The only sour note is the slight hint that political accommodation, rather than genuine conviction, may be behind the move. Kimberly Blair reports for the PNJ that one committee member worries that a parking garage needs to be politically marketed:
"That is going to be the most politically charged issue. Many people won't have it. The (Escambia County) board of commission has to sell it to its constituency."
Let's hope the rest of the committee is more interested in good planning rather than politics. If the suggestion to explore other options is taken seriously and EDSA applies some of the creativity it displayed in the first draft of illustrations to re-think greener, more walkable, beach-friendly, and bike-friendly options, it could lead to re-making Pensacola Beach as a stand-out among beach communities.

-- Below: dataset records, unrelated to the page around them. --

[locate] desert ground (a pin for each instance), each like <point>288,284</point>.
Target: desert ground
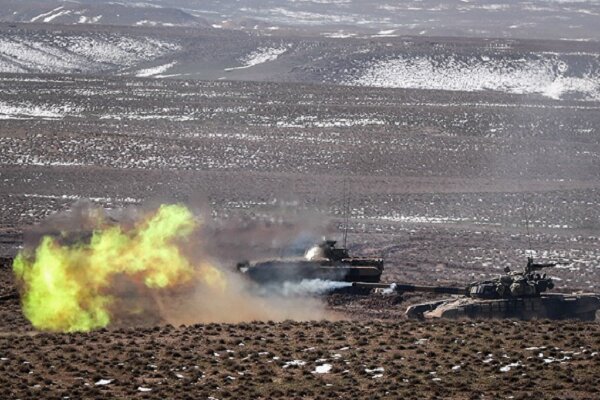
<point>448,186</point>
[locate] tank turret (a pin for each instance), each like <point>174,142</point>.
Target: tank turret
<point>520,295</point>
<point>323,261</point>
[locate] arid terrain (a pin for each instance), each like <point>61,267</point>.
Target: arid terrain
<point>455,158</point>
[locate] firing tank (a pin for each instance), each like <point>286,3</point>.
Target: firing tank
<point>518,295</point>
<point>323,261</point>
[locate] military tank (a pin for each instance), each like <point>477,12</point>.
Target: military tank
<point>518,295</point>
<point>323,261</point>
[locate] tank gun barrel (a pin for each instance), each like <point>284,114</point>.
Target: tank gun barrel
<point>533,266</point>
<point>402,288</point>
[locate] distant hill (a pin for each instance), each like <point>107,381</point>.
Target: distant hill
<point>97,12</point>
<point>553,69</point>
<point>534,19</point>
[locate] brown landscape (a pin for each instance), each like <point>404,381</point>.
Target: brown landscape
<point>449,187</point>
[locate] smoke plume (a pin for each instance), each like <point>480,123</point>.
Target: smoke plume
<point>86,269</point>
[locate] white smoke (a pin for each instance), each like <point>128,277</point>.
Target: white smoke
<point>303,288</point>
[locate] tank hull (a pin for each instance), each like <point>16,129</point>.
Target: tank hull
<point>290,271</point>
<point>548,306</point>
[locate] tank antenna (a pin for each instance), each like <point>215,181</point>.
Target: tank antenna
<point>346,210</point>
<point>527,222</point>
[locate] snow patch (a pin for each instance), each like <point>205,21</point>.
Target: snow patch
<point>260,56</point>
<point>155,70</point>
<point>322,369</point>
<point>536,75</point>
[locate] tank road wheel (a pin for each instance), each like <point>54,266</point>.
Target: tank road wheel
<point>588,316</point>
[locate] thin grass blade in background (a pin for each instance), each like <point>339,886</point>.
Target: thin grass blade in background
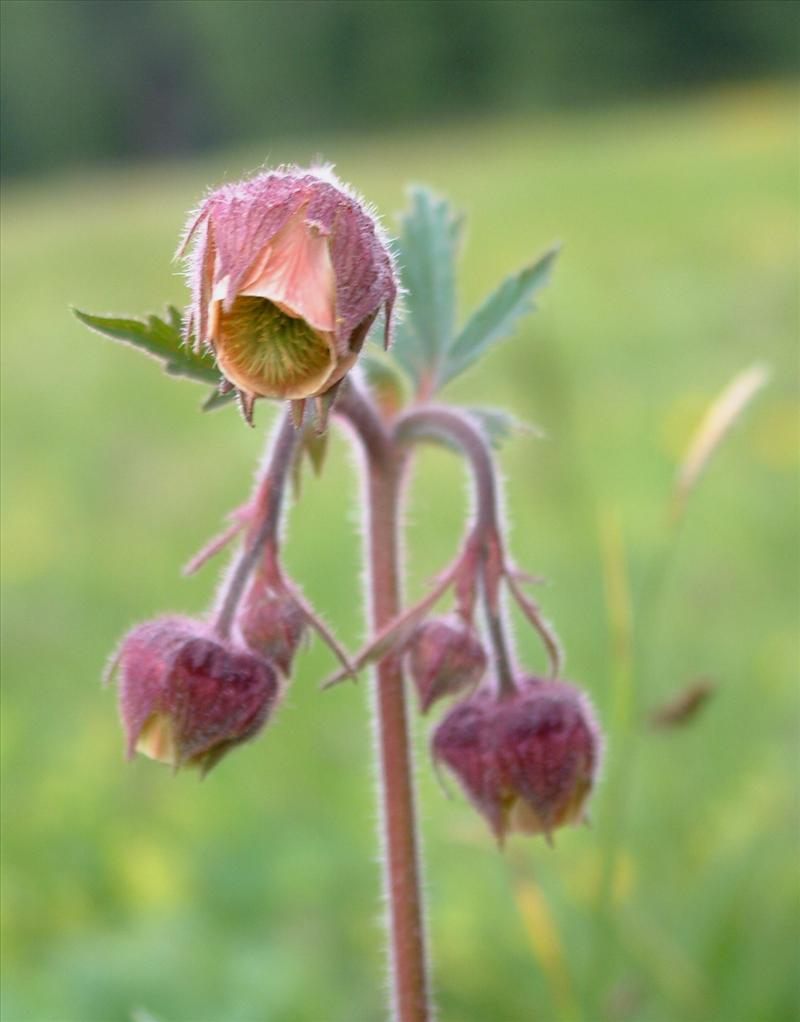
<point>717,422</point>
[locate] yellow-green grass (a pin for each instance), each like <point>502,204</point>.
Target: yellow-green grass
<point>254,895</point>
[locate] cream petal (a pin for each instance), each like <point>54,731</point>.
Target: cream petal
<point>295,272</point>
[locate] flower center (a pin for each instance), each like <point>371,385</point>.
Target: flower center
<point>264,351</point>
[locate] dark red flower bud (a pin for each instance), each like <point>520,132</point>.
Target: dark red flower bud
<point>445,657</point>
<point>271,623</point>
<point>527,761</point>
<point>186,697</point>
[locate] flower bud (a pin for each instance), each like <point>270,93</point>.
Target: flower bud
<point>444,657</point>
<point>288,273</point>
<point>186,697</point>
<point>527,761</point>
<point>271,623</point>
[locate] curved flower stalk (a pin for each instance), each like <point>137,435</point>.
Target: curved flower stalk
<point>288,272</point>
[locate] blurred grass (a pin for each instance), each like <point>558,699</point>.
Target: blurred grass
<point>254,894</point>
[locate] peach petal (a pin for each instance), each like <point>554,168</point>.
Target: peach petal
<point>295,272</point>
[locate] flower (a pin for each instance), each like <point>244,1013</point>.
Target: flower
<point>186,698</point>
<point>288,272</point>
<point>271,622</point>
<point>444,657</point>
<point>528,760</point>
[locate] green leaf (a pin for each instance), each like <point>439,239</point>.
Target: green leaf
<point>430,232</point>
<point>498,426</point>
<point>387,384</point>
<point>496,319</point>
<point>163,341</point>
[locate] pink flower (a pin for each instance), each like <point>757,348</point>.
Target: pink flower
<point>444,657</point>
<point>527,761</point>
<point>288,272</point>
<point>185,697</point>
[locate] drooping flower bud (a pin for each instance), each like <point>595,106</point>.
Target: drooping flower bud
<point>444,657</point>
<point>271,623</point>
<point>289,271</point>
<point>186,698</point>
<point>527,761</point>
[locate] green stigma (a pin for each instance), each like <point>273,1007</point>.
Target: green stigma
<point>265,351</point>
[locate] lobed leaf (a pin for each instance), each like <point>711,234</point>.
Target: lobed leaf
<point>163,341</point>
<point>497,318</point>
<point>430,232</point>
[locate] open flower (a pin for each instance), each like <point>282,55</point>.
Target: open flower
<point>288,272</point>
<point>527,761</point>
<point>185,697</point>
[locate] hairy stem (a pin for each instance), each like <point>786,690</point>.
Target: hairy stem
<point>402,867</point>
<point>436,422</point>
<point>268,504</point>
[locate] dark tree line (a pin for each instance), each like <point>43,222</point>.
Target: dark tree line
<point>87,80</point>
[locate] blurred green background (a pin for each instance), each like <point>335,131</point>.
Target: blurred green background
<point>659,143</point>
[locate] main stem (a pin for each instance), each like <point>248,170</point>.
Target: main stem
<point>384,467</point>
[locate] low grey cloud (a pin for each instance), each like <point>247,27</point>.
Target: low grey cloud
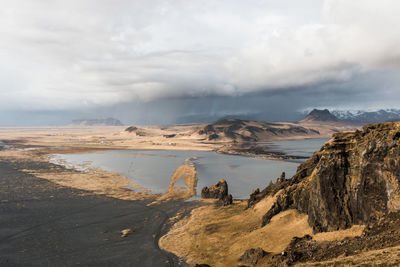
<point>62,55</point>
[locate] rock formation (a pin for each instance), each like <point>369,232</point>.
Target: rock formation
<point>353,179</point>
<point>252,131</point>
<point>218,191</point>
<point>252,256</point>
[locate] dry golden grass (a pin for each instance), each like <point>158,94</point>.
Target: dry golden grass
<point>219,235</point>
<point>354,231</point>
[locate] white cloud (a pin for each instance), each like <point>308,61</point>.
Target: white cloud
<point>68,54</point>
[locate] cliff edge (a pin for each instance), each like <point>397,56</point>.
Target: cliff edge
<point>353,179</point>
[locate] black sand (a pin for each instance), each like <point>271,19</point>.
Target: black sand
<point>44,224</point>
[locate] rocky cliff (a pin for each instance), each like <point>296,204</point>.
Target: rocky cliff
<point>353,179</point>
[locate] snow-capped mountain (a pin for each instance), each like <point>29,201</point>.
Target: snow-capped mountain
<point>361,116</point>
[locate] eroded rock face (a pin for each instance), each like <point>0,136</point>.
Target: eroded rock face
<point>353,179</point>
<point>218,191</point>
<point>251,256</point>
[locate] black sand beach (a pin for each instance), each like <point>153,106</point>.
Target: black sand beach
<point>45,224</point>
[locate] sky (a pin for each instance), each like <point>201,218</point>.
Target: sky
<point>161,62</point>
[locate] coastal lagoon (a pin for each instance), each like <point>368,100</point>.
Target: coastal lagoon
<point>152,169</point>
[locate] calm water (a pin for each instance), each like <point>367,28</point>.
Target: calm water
<point>153,168</point>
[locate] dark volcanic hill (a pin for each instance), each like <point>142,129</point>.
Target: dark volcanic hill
<point>353,179</point>
<point>319,115</point>
<point>246,130</point>
<point>97,122</point>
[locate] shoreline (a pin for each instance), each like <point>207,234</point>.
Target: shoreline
<point>39,216</point>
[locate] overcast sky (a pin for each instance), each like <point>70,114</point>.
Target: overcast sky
<point>153,61</point>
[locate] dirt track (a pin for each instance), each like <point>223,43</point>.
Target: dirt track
<point>44,224</point>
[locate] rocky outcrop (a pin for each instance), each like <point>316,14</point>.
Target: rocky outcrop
<point>384,233</point>
<point>252,256</point>
<point>320,115</point>
<point>353,179</point>
<point>218,191</point>
<point>252,131</point>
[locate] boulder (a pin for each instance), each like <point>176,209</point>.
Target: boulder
<point>252,256</point>
<point>218,191</point>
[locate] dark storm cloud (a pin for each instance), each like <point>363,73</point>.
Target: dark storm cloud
<point>182,56</point>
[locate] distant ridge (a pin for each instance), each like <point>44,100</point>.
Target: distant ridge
<point>97,122</point>
<point>320,115</point>
<point>365,117</point>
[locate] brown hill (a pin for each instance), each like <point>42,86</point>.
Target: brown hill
<point>319,115</point>
<point>353,179</point>
<point>245,130</point>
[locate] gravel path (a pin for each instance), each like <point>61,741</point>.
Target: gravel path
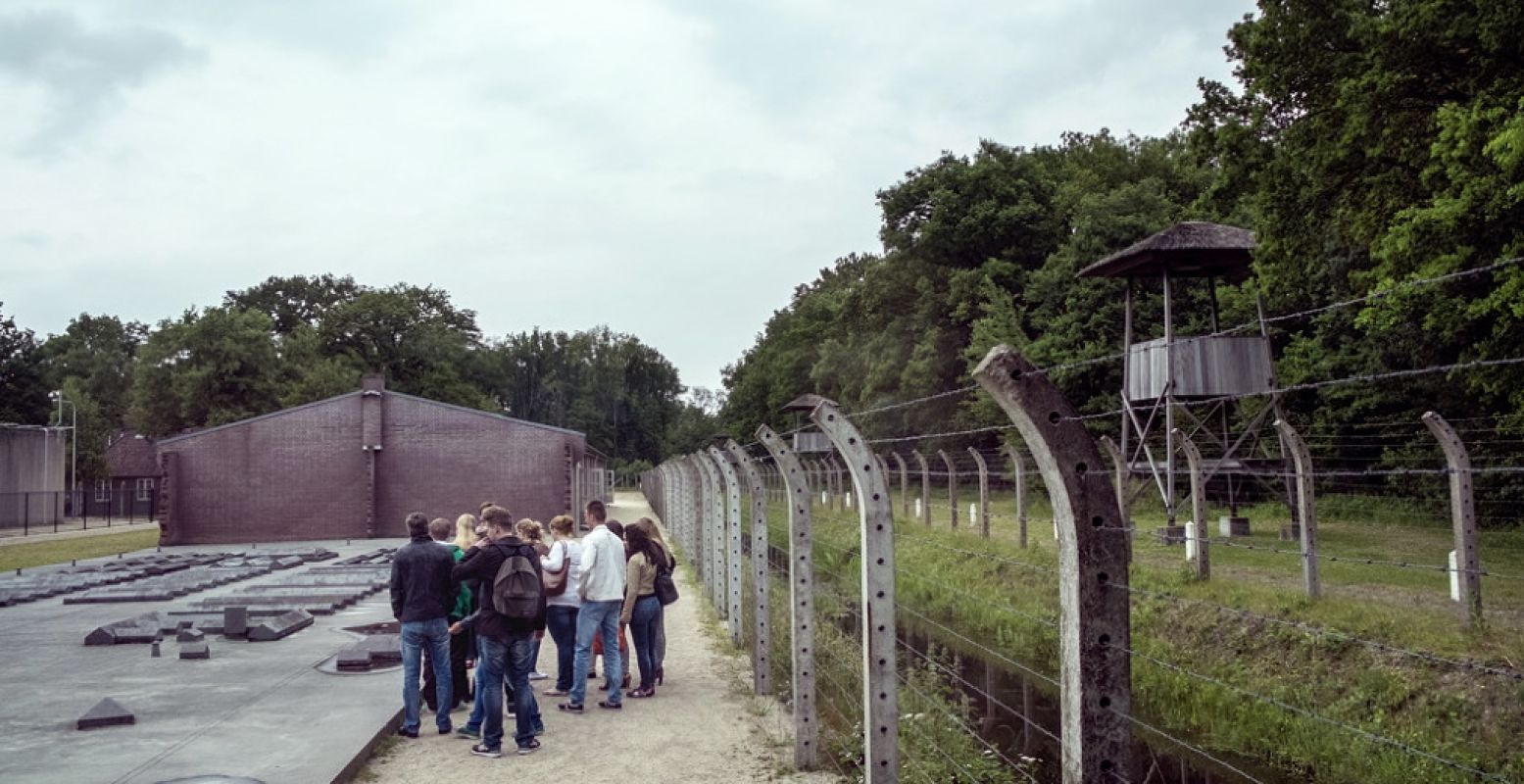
<point>702,728</point>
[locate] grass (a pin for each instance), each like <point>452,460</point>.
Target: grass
<point>1471,717</point>
<point>65,550</point>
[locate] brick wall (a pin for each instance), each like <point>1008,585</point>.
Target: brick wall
<point>444,461</point>
<point>302,473</point>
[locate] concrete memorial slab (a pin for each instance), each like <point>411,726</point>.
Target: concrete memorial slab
<point>274,715</point>
<point>106,712</point>
<point>280,625</point>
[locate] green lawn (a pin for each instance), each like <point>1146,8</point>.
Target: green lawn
<point>980,589</point>
<point>30,554</point>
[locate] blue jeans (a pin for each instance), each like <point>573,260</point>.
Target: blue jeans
<point>562,622</point>
<point>603,618</point>
<point>645,619</point>
<point>415,636</point>
<point>508,657</point>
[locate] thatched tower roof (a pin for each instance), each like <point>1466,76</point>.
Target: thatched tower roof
<point>1192,249</point>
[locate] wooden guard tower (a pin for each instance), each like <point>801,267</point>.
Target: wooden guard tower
<point>1185,381</point>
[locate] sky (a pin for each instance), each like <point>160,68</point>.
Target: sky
<point>670,168</point>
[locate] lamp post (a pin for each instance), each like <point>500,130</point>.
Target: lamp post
<point>74,443</point>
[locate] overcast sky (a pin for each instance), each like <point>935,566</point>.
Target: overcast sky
<point>669,168</point>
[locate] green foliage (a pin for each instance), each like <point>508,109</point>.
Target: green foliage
<point>206,368</point>
<point>619,391</point>
<point>24,397</point>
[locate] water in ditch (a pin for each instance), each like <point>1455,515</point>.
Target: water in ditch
<point>1020,715</point>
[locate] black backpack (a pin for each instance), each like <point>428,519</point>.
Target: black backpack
<point>666,589</point>
<point>516,591</point>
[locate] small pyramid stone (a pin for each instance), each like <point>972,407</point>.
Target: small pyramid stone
<point>106,712</point>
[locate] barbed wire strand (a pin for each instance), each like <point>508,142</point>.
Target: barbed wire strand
<point>1315,715</point>
<point>1178,742</point>
<point>1318,630</point>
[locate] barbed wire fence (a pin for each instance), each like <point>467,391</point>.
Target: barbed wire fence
<point>1002,572</point>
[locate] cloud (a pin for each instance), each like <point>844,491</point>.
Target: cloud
<point>672,168</point>
<point>82,71</point>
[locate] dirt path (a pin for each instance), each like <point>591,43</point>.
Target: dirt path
<point>702,728</point>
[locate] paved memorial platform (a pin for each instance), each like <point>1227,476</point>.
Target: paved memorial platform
<point>257,710</point>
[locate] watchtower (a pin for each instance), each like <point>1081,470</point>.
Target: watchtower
<point>1192,381</point>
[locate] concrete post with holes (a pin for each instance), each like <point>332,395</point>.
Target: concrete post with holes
<point>801,597</point>
<point>952,485</point>
<point>925,487</point>
<point>904,484</point>
<point>712,523</point>
<point>730,536</point>
<point>983,491</point>
<point>1199,540</point>
<point>875,518</point>
<point>761,643</point>
<point>1095,622</point>
<point>1306,509</point>
<point>1466,566</point>
<point>694,512</point>
<point>1018,474</point>
<point>883,470</point>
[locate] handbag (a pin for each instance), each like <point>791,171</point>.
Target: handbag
<point>557,581</point>
<point>664,588</point>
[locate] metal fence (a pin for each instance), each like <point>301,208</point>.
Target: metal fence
<point>55,512</point>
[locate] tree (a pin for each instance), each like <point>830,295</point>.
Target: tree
<point>24,394</point>
<point>206,368</point>
<point>298,301</point>
<point>414,336</point>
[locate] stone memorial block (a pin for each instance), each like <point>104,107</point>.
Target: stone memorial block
<point>235,621</point>
<point>354,661</point>
<point>140,629</point>
<point>280,625</point>
<point>104,714</point>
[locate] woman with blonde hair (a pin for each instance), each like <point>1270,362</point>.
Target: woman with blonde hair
<point>642,611</point>
<point>562,609</point>
<point>659,644</point>
<point>466,531</point>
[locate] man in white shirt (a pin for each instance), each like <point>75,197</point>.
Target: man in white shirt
<point>601,577</point>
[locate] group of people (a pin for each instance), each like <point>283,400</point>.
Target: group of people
<point>486,589</point>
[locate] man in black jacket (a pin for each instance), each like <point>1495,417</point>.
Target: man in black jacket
<point>505,643</point>
<point>422,595</point>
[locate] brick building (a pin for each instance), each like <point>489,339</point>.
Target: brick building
<point>357,464</point>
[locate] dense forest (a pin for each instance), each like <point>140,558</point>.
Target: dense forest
<point>291,340</point>
<point>1366,144</point>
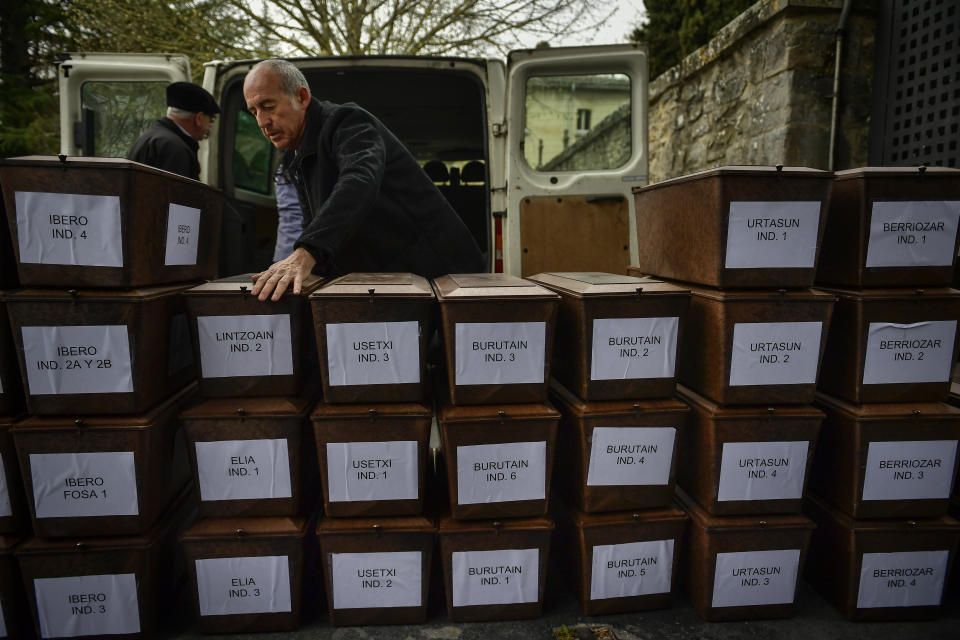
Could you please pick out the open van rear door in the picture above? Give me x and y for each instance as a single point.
(576, 132)
(108, 99)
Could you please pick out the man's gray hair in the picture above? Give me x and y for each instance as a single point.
(291, 78)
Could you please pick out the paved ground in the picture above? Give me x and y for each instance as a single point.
(815, 619)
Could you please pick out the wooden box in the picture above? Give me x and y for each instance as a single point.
(747, 460)
(734, 226)
(107, 222)
(617, 336)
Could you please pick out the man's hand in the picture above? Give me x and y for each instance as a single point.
(291, 270)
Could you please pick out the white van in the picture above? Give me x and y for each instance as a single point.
(537, 155)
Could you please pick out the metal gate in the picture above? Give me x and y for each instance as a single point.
(916, 104)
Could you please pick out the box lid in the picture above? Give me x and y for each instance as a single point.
(898, 172)
(366, 411)
(894, 294)
(449, 525)
(105, 422)
(750, 412)
(253, 407)
(584, 409)
(748, 171)
(242, 284)
(598, 284)
(126, 296)
(740, 523)
(244, 528)
(487, 413)
(914, 411)
(366, 285)
(489, 286)
(376, 526)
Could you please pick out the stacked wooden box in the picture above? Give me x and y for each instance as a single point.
(748, 237)
(103, 348)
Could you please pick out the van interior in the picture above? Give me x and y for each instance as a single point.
(438, 113)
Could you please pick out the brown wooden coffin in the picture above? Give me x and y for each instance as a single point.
(377, 570)
(754, 347)
(108, 222)
(891, 227)
(14, 513)
(115, 587)
(617, 455)
(747, 460)
(103, 474)
(11, 389)
(734, 226)
(886, 460)
(247, 574)
(245, 347)
(880, 569)
(252, 457)
(498, 459)
(497, 333)
(891, 345)
(617, 336)
(372, 332)
(494, 569)
(622, 561)
(94, 352)
(373, 458)
(743, 567)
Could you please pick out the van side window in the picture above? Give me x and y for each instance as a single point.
(577, 123)
(251, 156)
(121, 112)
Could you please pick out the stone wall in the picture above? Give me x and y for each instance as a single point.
(760, 92)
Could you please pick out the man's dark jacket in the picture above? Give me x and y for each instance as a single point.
(372, 208)
(165, 146)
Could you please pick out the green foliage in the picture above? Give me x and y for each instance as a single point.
(675, 28)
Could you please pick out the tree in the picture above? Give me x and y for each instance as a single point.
(417, 27)
(675, 28)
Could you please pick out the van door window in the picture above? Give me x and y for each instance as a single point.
(577, 123)
(251, 156)
(122, 111)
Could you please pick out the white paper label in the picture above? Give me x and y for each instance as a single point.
(762, 470)
(5, 508)
(75, 485)
(630, 348)
(256, 584)
(750, 578)
(372, 471)
(503, 472)
(631, 569)
(630, 456)
(500, 352)
(373, 353)
(913, 470)
(775, 353)
(183, 235)
(81, 359)
(68, 228)
(373, 580)
(913, 234)
(902, 579)
(245, 345)
(98, 605)
(919, 352)
(763, 235)
(504, 576)
(243, 469)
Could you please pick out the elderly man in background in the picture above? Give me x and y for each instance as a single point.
(368, 204)
(172, 143)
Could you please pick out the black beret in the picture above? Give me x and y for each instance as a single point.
(191, 97)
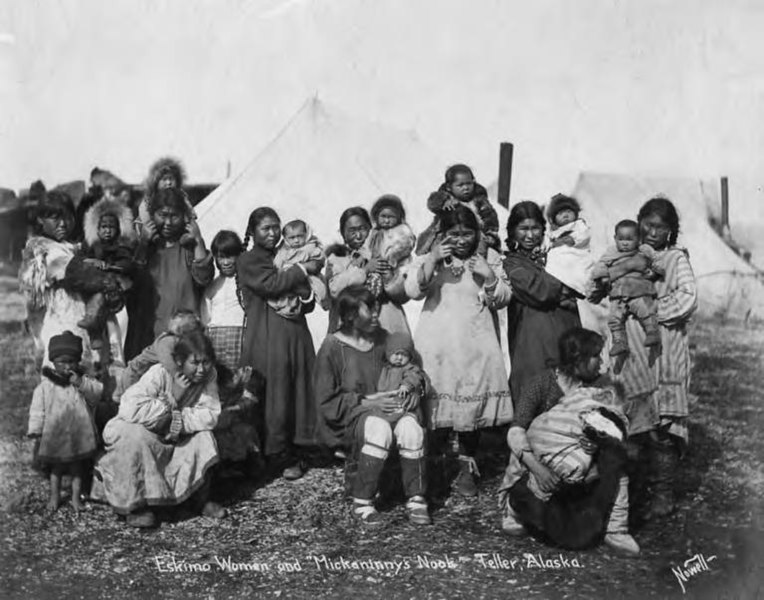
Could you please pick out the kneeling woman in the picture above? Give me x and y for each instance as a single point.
(346, 377)
(160, 446)
(565, 477)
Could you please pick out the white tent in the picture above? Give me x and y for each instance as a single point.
(321, 163)
(727, 285)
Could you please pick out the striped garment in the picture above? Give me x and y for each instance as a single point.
(658, 395)
(227, 341)
(554, 435)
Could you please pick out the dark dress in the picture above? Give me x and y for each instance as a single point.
(342, 376)
(280, 349)
(171, 281)
(535, 319)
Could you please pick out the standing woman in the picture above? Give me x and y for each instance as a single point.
(52, 304)
(279, 348)
(458, 338)
(657, 388)
(542, 308)
(175, 275)
(351, 263)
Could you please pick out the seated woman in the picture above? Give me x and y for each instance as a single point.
(346, 377)
(552, 484)
(160, 446)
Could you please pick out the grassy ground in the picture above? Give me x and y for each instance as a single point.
(290, 528)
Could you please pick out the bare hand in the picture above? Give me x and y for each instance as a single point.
(192, 229)
(547, 479)
(313, 267)
(450, 204)
(442, 250)
(479, 266)
(180, 384)
(149, 230)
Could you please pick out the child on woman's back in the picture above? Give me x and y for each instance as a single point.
(61, 416)
(460, 187)
(299, 245)
(568, 256)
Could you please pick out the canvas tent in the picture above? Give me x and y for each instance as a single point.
(727, 285)
(321, 163)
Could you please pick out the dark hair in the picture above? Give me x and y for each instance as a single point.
(521, 211)
(626, 223)
(353, 211)
(454, 170)
(665, 209)
(388, 201)
(193, 342)
(294, 223)
(226, 243)
(255, 218)
(170, 198)
(53, 204)
(350, 300)
(577, 346)
(464, 216)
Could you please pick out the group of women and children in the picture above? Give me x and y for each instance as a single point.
(217, 364)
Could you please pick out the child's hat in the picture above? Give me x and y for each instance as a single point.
(399, 341)
(560, 202)
(65, 344)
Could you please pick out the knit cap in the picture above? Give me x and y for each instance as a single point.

We've said it before: "As the most impressive and successful city make-overs demonstrate -- the skywalks of Minneapolis and Des Moines, the light rail systems of Portland and Morgantown, and the walker-friendly shopping and entertainment areas of Seaside, Florida, and Seattle -- parking ramps shouldn't be at the core of the plan." That's as true for smaller beach communities as it is for city cores.

Whatever you may think of Seaside's overdone aesthetics, there's no denying that the town is a popular destination for tourists. As Kathleen LaFrank argued persuasively in an essay some years ago, resort towns generally attract visitors precisely because they aren't like the stressful daily life of our commuter culture, filled as it is with crowded streets and highways, creeping cars, and repellent, elevated parking caves:
Resorts are defined by their contrasts with daily life, their oppositions in climate, pace, activity, and obligation, the opportunities for new experiences and the temporary relaxation of norms.

LaFrank, "Seaside, Florida: The New Town: The Old Ways,"
6 Shaping Communities, 111, 113 (1997).
EDSA plainly has the people, tools, and know-how to come up with something that would really distinguish Pensacola Beach from every other car-choked beach town this side of Seaside. If the planning committee comes up with a truly sensible, attractive plan, the politics will take care of itself.

P.S. And, how about it, SRIA? Can you please post past and future EDSA committee reports and drawings on your web site for the public to mull over?